US investors face significant barriers in Zimbabwe due to pervasive corruption
HARARE – US Ambassador to Zimbabwe Pamela Tremont has highlighted that corruption, coupled with an unpredictable regulatory landscape, significantly deters American investors from establishing businesses in Zimbabwe.
Her remarks underscore findings from a recent parliamentary report detailing the severe challenges faced by formal businesses in the country.
Speaking on the “Friday Drinks” podcast last week, Ambassador Tremont shared a striking story from a ministerial meeting, where a minister’s wife reportedly had to visit 30 different offices to secure permits and licenses for a restaurant.
“It’s complicated here to register the business. I was in a meeting last time and the minister was explaining that his wife was trying to register a restaurant and she had to go to 30 offices to get permits and licences. Just imagine an American investor who doesn’t know Harare,” she stated.
The Ambassador further noted the high level of regulatory uncertainty, where “rules change everyday which makes it difficult for investors to plan out their risk and rewards.”
She pointed to a survey conducted by the Zimbabwe National Chamber of Commerce (ZNCC), where a staggering 81% of its members reported that corruption had severely undermined the business enabling environment.
“That’s not just for US investors. That’s for Zimbabwean entrepreneurs. It’s making their lives difficult. It raises the cost of doing business and depriving Zimbabwean people of resources that could be used for health, education and infrastructure,” Ambassador Tremont asserted.
She stressed the need for collaborative efforts with the government and other investors to “make Zimbabwe a better investment for everybody.”
These sentiments are echoed in a report tabled in the National Assembly last week by the Parliamentary Portfolio Committee on Industry and Commerce, led by Zaka legislator Clemence Chiduwa.
The report outlined how the government’s taxation framework imposes multiple charges on formal businesses, consuming nearly 5% of their total expenses.
A key point of contention is the Intermediated Money Transfer Tax (IMTT), a 2% levy on electronic transactions, which the report identified as the highest in the region.
This steep rate, according to the committee, discourages digital payments and pushes economic activity into an unregulated, cash-based system.
The report confirmed Ambassador Tremont’s observation regarding the arduous licensing process.

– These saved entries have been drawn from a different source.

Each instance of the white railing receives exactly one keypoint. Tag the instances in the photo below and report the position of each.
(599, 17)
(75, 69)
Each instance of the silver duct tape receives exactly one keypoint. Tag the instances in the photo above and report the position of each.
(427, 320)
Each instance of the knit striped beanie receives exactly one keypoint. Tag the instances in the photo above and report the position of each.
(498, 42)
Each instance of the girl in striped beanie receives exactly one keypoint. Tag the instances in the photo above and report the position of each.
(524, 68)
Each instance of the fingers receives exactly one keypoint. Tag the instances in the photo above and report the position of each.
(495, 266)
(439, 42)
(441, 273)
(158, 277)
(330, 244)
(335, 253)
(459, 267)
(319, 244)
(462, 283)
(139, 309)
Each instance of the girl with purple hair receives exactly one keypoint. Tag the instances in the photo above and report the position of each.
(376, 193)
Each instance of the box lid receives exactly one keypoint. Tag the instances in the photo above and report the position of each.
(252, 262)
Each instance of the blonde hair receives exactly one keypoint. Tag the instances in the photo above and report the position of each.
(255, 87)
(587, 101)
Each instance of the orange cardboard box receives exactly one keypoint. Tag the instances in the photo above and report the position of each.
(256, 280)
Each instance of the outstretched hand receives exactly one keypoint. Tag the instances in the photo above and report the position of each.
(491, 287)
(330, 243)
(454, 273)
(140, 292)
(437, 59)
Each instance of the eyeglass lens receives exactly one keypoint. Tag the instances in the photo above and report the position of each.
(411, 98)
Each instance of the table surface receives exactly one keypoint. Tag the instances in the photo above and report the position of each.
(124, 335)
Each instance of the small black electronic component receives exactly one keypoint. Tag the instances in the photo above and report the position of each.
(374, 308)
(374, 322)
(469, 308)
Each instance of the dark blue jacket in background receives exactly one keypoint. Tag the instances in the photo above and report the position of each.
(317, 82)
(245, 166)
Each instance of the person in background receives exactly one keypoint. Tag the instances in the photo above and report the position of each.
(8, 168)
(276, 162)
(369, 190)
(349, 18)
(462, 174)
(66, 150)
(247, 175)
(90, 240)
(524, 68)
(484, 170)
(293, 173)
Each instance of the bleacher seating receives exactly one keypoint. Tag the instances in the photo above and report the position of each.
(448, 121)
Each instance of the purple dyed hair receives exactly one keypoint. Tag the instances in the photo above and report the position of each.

It revealed that running a single supermarket necessitates obtaining over 30 different licenses and permits, each associated with substantial costs and administrative hurdles.
“The formal retail and wholesale sectors are encumbered by an excessive number of licences and permits required to operate legally,” the report noted.
“Running a single supermarket necessitates obtaining over 30 different licences and permits, each associated with significant costs and administrative procedures.
“This complex regulatory framework not only increases operational expenses but also diverts valuable time and resources away from core business activities Consequently, many small and medium-sized enterprises (SMEs) are deterred from formalising their operations, opting instead to remain in the informal sector to avoid these burdens.”
The committee further noted that: “Zimbabwe’s licensing and regulatory environment remains overly complex, with businesses required to comply with multiple, often overlapping, regulations.
“There is a proliferation of statutory instruments (SIs) with an SI enacted on average every 1,43 days in 2024 and this creates uncertainty and increases compliance costs.
“The high cost of regulatory compliance, redundant licensing requirements and fragmented enforcement mechanisms are pushing many businesses into informality.”